A emblemática data de 24 de fevereiro em que se comemora a conquista do voto feminino no Brasil

Foto reprodução - CTB

O dia 24 de fevereiro é um marco histórico na luta das mulheres por seus direitos políticos e sociais. 

Nessa data, comemora-se a conquista do voto feminino no Brasil, instituído pelo Decreto nº 21.076, de 24/02/1932, assinado por Getúlio Vargas, no Palácio do Catete, no Rio de Janeiro.

No entanto, somente dois anos após, com a Constituição da República de 1934, esse direito foi constitucionalmente garantido.

Também em 1934 houve a consolidação do Código Eleitoral que acabou com as restrições impostas pelo Código Provisório de 1932, que permitia o voto feminino somente às mulheres casadas que tivessem autorização do marido, às viúvas e solteiras com renda própria, o que demonstrava o nítido favorecimento às mulheres brancas e com certo poder econômico.
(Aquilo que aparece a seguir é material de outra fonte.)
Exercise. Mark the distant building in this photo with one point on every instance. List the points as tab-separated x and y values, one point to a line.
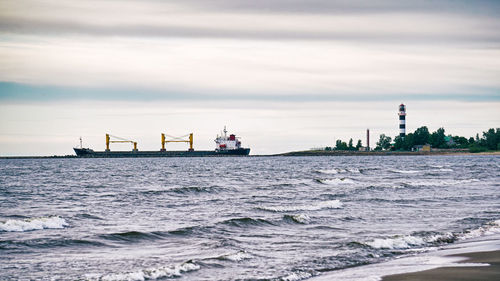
402	120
Em 1946 a obrigatoriedade do voto foi estendida às mulheres e o sufrágio secreto e obrigatório a todos, como existe na atualidade, foi assegurado somente após a entrada em vigor do Código Eleitoral, em 1965.

De qualquer modo, a importante data de 24 de fevereiro, representa, de forma emblemática, uma vitória do movimento feminista, capitaneado pela ativista e bióloga Bertha Maria Julia Lutz, que criou a Federação Brasileira pelo Progresso Feminino, além de participar de outros movimentos feministas como a Liga para a Emancipação Intelectual da Mulher.

Cinco anos antes da normatização do voto feminino houve um registro importante da participação da mulher na política. O feito foi realizado pela professora Celina Guimarães Viana, do Rio Grande do Norte, que conseguiu o registro para votar, requerendo a inclusão de seu nome da lista de eleitores da cidade de Mossoró.  Naquele ano (1927) Mossoró inovou permitindo que homens e mulheres, cumpridas as exigências legais, pudessem votar.

Logo em seguida (1928), o Estado do Rio Grande do Norte protagonizou mais uma conquista política feminina com a eleição de Luíza Alzira Soriano Teixeira (Lajes/RN) ao cargo de primeira prefeita no Brasil e na América Latina.

Em 1934, foi a vez da médica Carlota de Queiroz marcar a história como a primeira mulher eleita deputada federal no Brasil.

Embora essa conquista tenha sido, em parte, o reconhecimento da cidadania da mulher e respeito ao seu direito como eleitora, na realidade, propósitos econômicos delineados pelo então, presidente Getúlio Vargas pesaram na sua decisão de abrir as portas da política para as mulheres.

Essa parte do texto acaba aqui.